Threat model

V

Pillar V of V

AI Security

Defense-in-depth aligned to the OWASP Top 10 for LLM Applications. Every layer (input, model, output, runtime) assumes the layer above it failed.

Security for AI is not a separate discipline bolted onto application security. It is application security with two extra surfaces. The model itself, and the agent runtime around it. Pillar V exists because those two surfaces have failure modes our existing ISMS does not cover by default. Regulators, auditors, and enterprise buyers now expect you to name those failure modes in writing.

Context

The OWASP Top 10 for LLM Applications is the backbone of this pillar. Each of the next twelve sections takes a single OWASP risk class. Prompt injection, training data poisoning, sensitive information disclosure, and so on. Each one names what Bizzi does about it. Before any of that, you need a shared picture of who attacks our AI features, where they attack them, and how often we revisit the model.

Principle: The threat model rule

Every AI feature inherits Bizzi’s platform threat model and adds at least one AI-specific control per OWASP-LLM risk class in scope for the feature. Features without that mapping do not exit ADLC Stage 1.

STRIDE, adapted for AI

STRIDE stays useful. For AI features each category gains a new failure mode. The mapping below is the one squads use during ADLC Stage 1 design review.

STRIDE	AI-specific instance at Bizzi	Section
Spoofing	Attacker forges user identity, or injects content that impersonates the system prompt	§3, §9
Tampering	Training data or RAG corpus modified to plant a backdoor	§4, §5
Repudiation	User claims “the AI decided, I did not” to disown an action	Pillar III audit trail
Information disclosure	LLM leaks PII, system prompt, or cross-tenant data	§7
Denial of service	API quota or budget exhausted via expensive prompts	§10
Elevation of privilege	Agent operates with rights the user does not hold	§9

Threat actors we plan against

We model three groups and design controls against each. Naming them keeps the conversation concrete during red-team planning.

• External. Organised crime for fraud and exfiltration for resale. Nation-state APT for supply-chain or espionage. Researchers and bounty hunters. Competitors seeking customer lists or pricing.
• Insider. Malicious employees, compromised credentials, and (empirically the largest real-world risk) negligent insiders who paste production data into the wrong tool.
• Customer-side. Compromised customer tenants, and malicious vendors in a customer’s supply chain who inject content into invoices the customer then submits to us.

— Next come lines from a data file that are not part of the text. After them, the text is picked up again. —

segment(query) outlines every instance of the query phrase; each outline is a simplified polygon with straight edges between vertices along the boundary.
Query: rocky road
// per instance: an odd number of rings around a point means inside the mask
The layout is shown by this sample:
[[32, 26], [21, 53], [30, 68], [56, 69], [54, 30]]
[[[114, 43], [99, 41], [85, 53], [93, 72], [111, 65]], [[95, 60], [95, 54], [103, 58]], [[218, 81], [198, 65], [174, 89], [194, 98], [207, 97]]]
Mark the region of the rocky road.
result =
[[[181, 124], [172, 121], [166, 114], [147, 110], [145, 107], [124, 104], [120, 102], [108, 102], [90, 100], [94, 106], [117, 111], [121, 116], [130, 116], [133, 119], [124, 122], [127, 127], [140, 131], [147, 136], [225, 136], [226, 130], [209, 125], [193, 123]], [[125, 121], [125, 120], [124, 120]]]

Attack surface on a Bizzi AI feature

The attack surface is broader than the LLM. For every feature, design review covers six surfaces.

• Input layer. Uploaded PDFs and images, chat messages, API requests.
• Model layer. Prompt injection, weights tampering for self-hosted models, training data corruption.
• Output layer. Leakage in responses, SQL injection in text-to-SQL, code or command injection.
• Agent runtime. Recursion, excessive agency, denial of wallet.
• Vendor surface. Vendor LLM compromise, sub-processor breach.
• Platform surface. Auth, network, infrastructure. Pillar V §13 inherits the ISMS controls.

Cadence

Threat models are not artefacts. They decay. We refresh them on three triggers.

• Quarterly. Re-baseline threat environment, threat-actor list, and attack-vector catalogue. Owned by the CoE Security Lead.
• At every new feature launch. Feature-specific threat assessment is a mandatory ADLC Stage 1 exit criterion (Pillar IV §6).
• After every SEV1 or SEV2 incident. The post-incident review updates the threat model before it closes.

Standards mapping

Standards Mapping

OWASP Top 10 for LLMs (entire). ISO/IEC 27005. Information security risk management. NIST AI RMF. MAP-1, MEASURE-1. ISO/IEC 42001. A.7.1 (Operational planning and control).